There is evidence that risk of thrombosis in ALL is either linked with the disease itself or therapeutic management [8]. To test this in our study cohort, we first stratified the cases group into newly diagnosed (yet to initiate treatment) and those who were already on treatment. We found that although newly-diagnosed cALL group had higher D-dimers compared to the treatment group, those on treatment had lower PC, PS and ATIII activity compared to the controls. Furthermore, the activities of PS and ATIII were comparable between the newly diagnosed and the controls. This finding implicates chemotherapy as a factor for hemostatic abnormality in cALL.
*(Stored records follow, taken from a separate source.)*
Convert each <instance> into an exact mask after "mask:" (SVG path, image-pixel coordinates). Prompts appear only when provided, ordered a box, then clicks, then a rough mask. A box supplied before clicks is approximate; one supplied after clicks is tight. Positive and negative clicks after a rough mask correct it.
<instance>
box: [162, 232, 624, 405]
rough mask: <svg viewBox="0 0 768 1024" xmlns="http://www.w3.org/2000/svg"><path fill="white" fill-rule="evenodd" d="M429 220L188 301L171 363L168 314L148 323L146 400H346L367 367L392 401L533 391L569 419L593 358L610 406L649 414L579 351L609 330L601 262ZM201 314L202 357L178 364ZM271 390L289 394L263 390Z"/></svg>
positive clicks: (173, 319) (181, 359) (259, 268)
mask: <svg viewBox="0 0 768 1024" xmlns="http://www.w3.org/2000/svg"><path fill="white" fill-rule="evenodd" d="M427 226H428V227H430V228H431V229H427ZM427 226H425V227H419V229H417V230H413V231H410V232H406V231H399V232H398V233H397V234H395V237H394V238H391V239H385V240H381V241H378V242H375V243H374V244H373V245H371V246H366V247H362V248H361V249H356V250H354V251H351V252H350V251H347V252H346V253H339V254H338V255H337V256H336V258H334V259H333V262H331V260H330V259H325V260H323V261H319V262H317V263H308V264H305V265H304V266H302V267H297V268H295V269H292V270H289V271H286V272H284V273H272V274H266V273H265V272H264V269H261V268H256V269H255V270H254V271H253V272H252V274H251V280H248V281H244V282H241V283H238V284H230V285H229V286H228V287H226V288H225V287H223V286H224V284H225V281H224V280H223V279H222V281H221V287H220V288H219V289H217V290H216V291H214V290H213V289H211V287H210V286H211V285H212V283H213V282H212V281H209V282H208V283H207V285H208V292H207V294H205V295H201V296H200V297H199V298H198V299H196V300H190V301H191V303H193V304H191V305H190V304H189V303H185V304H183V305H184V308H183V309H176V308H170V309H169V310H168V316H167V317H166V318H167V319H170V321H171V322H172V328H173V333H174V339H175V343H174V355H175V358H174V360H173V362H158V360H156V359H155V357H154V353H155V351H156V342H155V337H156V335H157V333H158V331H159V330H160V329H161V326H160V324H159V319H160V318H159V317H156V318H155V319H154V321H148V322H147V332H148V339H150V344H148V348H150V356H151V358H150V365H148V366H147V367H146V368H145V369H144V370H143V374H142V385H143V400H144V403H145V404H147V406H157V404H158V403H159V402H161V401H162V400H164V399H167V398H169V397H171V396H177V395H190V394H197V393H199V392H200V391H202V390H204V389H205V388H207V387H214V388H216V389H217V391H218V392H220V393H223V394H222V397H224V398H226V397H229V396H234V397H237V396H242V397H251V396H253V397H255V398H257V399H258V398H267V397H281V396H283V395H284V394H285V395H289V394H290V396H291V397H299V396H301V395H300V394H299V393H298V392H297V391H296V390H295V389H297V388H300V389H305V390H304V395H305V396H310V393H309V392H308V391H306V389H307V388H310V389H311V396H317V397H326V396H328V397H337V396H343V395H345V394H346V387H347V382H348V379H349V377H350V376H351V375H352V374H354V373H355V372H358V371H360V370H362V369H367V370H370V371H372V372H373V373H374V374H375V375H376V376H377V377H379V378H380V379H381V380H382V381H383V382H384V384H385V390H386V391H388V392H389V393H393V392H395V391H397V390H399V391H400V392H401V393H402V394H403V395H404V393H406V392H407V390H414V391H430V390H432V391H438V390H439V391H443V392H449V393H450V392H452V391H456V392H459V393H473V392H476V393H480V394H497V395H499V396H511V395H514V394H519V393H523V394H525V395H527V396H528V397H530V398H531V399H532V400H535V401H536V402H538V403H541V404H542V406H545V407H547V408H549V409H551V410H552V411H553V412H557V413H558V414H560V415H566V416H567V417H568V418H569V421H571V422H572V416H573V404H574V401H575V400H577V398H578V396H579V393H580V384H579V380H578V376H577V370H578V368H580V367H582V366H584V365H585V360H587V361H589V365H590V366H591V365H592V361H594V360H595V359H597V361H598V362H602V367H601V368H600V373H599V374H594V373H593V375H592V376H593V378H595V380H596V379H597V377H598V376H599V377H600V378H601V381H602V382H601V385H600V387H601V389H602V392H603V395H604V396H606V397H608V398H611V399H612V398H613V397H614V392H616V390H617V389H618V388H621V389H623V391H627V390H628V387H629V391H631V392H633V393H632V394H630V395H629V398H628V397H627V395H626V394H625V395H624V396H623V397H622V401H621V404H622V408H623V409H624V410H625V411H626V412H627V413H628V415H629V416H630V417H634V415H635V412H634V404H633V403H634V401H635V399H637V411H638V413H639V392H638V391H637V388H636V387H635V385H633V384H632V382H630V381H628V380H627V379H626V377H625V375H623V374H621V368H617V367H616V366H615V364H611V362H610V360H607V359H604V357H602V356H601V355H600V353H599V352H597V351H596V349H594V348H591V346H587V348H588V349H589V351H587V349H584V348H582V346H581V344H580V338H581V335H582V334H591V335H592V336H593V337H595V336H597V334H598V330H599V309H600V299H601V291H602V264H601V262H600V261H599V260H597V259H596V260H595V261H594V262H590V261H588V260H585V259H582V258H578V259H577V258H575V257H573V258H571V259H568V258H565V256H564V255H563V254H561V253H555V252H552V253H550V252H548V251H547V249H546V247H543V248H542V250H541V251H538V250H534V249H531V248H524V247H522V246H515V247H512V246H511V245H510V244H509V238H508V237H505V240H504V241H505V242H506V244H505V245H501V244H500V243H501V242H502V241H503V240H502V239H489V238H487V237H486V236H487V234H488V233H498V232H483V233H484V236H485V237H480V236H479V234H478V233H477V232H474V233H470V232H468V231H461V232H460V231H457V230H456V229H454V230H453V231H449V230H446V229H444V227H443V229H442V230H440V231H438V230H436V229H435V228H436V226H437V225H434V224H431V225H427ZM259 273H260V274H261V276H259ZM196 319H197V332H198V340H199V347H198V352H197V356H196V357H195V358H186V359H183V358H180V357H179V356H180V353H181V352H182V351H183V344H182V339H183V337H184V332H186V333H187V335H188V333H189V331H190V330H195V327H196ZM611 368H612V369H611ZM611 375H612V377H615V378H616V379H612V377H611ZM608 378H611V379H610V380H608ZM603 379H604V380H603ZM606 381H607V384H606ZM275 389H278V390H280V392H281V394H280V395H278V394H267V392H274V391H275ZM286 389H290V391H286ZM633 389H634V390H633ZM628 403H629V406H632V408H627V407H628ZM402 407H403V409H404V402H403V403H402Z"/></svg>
Our treatment group were heterogenous, comprising 26.9, 15.4 and 42.3% children in the induction, consolidation and maintenance phases, respectively. Thus, to investigate which stage of chemotherapy is associated with the hypercoagulabity observed among the treatment group, we restratified the treatment group into their corresponding subgroups. When compared to healthy controls, the activity of PC was lower at all stages of chemotherapy; however, the induction phase had with the most deranged hemostatic parameters, presenting with higher APTT but lower activity of ATIII, PS and PC. The reduced activity of the natural anticoagulants during the induction phase was expected as it could be due to greater side effects of L-asparaginase which is administered in high dose during induction. Although the primary role of L-asparaginase is the hydrolysis and subsequent reduction in asparagine levels, and leveraging on the low asparagine synthetase activity in lymphoblasts to impair protein secretion, cellular function and increasing cell death following induction of chemotherapy, L-asparaginase also affects proteins essential for hemostatic regulation [7, 10]. This side effect of L-asparaginase could account for the reduced activity of the natural anticoagulants. Furthermore, given the high D-dimer levels, the reduced activities of PS, PC and ATIII could also be attributed to the consumption of the anticoagulants due to subclinical coagulation activation and also partly due the hepatotoxicity associated with high doses chemotherapy resulting in decrease protein synthesis by the liver [12]. It is however worth noting that, contrary to previous reports that the risk of thrombosis in ALL occur in the induction phase of treatment, although the activity of the natural anticoagulants (ATIII, PC, PS) was lowest in the induction phase, it was low to a comparable extent in the consolidation phase as well. Thus, the risk of thrombosis in the consolidation phase should not be underestimated. It is however also possible that the low activity of the anticoagulants during the consolidation phase is due to residual effect of L-asparaginase administered during the induction, and that our findings were affected by the low number of patients in consolidation phase in our sample.

Conclusions

In conclusion, childhood ALL is associated with an increased in PT, APTT plasma D-dimer levels but lower PLT count, activities of PC, PS and ATIII. The derangement was higher during the induction phase of chemotherapy. Our findings provide evidence in the context of Africa and corroborates previous reports that cALL could result in a state of hypercoagulability, possibly leading to a high risk of thrombosis and thromboembolic complications. This possibly increased risk is not limited to the induction phase but also the consolidation.